The nature of the recruitment process does create a certain selection bias, as only contacted physicians who were willing to complete the online questions were included. Even though they were randomly selected from a much larger list, a purely random sample could have been more appropriate. This was not performed to ensure adequate numbers of respondents. However, the majority of participants had extensive clinical experience (≥8 years), treating patients in a variety of settings including specialist psychiatric hospitals, general hospitals and medical psychological centres, and represented countries across Europe. While interpreting the results of such a discrete choice experiment, the effect of prior knowledge on the decision problem should be taken into account. In this survey, clinical experience with LAI antipsychotics may influence physician and nurse attitudes regarding this type of administration routes compared with those respondents without extensive experience of long-acting medication.

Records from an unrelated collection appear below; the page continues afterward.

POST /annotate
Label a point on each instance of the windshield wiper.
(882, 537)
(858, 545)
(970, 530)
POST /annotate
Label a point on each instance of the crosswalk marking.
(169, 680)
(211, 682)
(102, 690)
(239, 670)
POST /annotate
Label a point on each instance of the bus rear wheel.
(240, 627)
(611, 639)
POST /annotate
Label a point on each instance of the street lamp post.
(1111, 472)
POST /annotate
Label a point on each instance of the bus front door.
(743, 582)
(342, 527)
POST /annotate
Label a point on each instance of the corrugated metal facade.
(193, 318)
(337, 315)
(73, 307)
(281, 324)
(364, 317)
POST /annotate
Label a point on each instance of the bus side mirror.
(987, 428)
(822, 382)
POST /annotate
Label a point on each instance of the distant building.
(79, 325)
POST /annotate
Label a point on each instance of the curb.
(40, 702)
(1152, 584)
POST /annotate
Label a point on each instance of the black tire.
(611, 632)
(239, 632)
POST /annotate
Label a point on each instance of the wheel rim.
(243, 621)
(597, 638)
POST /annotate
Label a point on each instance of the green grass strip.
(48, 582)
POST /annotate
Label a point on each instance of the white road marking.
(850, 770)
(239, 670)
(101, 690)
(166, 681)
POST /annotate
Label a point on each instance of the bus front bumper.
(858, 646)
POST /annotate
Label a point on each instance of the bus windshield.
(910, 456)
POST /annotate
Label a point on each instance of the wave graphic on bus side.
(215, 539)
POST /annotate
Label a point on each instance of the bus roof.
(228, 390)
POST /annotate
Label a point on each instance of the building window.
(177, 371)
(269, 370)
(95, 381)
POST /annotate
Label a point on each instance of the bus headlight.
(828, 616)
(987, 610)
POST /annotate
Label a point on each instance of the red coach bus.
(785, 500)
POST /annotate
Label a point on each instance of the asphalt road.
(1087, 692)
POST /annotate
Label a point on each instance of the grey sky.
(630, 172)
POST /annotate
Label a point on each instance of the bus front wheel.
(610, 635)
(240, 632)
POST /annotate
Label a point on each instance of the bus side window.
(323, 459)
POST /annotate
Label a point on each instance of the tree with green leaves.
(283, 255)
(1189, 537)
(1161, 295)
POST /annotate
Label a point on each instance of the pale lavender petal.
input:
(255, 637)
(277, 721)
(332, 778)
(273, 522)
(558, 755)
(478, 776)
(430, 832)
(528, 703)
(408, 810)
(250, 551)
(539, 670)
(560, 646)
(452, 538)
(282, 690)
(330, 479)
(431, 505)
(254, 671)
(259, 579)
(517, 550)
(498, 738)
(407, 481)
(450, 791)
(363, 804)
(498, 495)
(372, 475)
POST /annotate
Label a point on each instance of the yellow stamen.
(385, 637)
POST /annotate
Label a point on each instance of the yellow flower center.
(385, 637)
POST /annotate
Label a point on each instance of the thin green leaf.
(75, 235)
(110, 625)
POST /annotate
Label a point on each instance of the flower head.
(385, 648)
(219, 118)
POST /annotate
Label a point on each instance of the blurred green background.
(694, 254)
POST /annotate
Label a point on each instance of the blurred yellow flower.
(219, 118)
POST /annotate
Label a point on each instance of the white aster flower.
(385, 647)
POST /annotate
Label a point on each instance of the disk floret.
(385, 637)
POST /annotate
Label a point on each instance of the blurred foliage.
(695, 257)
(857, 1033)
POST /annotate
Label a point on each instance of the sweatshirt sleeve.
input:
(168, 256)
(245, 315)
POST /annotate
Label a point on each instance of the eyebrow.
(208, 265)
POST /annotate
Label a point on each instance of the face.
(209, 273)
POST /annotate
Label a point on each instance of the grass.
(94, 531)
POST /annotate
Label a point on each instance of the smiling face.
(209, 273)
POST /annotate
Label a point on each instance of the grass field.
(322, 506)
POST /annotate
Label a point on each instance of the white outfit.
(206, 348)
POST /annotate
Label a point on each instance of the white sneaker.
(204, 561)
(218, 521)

Furthermore, it is important to acknowledge that the questions covered in this choice-based survey required participants to choose between bundles of predefined attributes; the limitation of this design is that such stated opinions may not reflect actual opinion or predict actual behaviour.

The current survey involved multidisciplinary HCPs (physicians/specialists: 78%; nurses: 22%). Attitudes and preferences for physicians versus nurses or psychiatrists versus non-psychiatrists were not analysed here. Although such analysis could provide insight into differences between HCPs, this was beyond the scope of this study. Furthermore, the inclusion of both psychiatrists and nurses reflects the situation in clinical practice with multidisciplinary teams involved in developing treatment plans.